Friday, January 05, 2007

This Old Hag

The grand experiment begins tomorrow. I got my first gray hair back in my undergrad days. A friend noticed it and asked me if I wanted her to pluck it for me. NO! I need every strand of hair I can get. Even in my mid-40s, it's baby fine and limp. In my late 30s for perhaps 2-3 years I let the guy who cuts my hair bleach golden highlights in it to make the gray blend in. He did a really great job with none of that weird streaky look that so many people end up with, but at $130 a pop, even getting it done 2-3 times a year instead of every three months was insane, and the fact that it took three hours each time wasn't in its favor.

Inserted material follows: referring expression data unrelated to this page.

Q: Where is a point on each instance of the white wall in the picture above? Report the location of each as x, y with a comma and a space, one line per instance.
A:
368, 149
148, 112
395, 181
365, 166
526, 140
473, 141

So for the past five years or so, I just said "the hell with it," and let the highlights grow out, and the gray back in. Even now, it's probably less than 5% gray, so it's not a big deal, but it is annoying inasmuch as most of it's in my bangs or right around the top of my head where it's most noticeable. Time to try a home dye kit. Semi-permanent color to not last more than a month before washing it out. Will not lighten hair, but will nail the gray. Years ago when I told the guy who cuts my hair that I was calling it quits with the highlights, I said to him "If it really starts bothering me down the road, I could always just try a semi-permanent dye a shade or two lighter than my own color, that won't bleach anything." He nodded in agreement. So . . . I'm on the right track trying this.

What shocked the living daylights out of me was that when I visited the Clairol and L'Oreal websites to do some research on brands and shades, six out of seven considered me a dark blonde when I held my hair up to the monitor to compare with their samples. The seventh conceded that I could be considered an ultra-light brunette or a dark blonde. All the brunette samples against which to compare were darker than my hair.

I admit it's a hard to define hair color, but I always considered myself a brunette. In fact, I laughed at a secretary I had back in the mid 1980s who called me a blonde, thinking she's Puerto Rican with really dark hair, so to her, I probably do look like a blonde. Apparently, I look like a blonde to the hair color "experts" at the two main companies in the U.S. as well. Granted, it does look dark blonde to me in the middle of summer after many weekends on the golf course, but in the dead of winter . . . c'mon!

The funniest thing of all is that SJ is an expert on hair dye, and I had to calm his fears that I'd come out looking like a honey blonde. Not a chance. Not with this semi-permanent stuff that won't bleach out the exisiting brown. He had to read the label for himself to be sure, before heaving a sigh of relief. File that under "precious moments."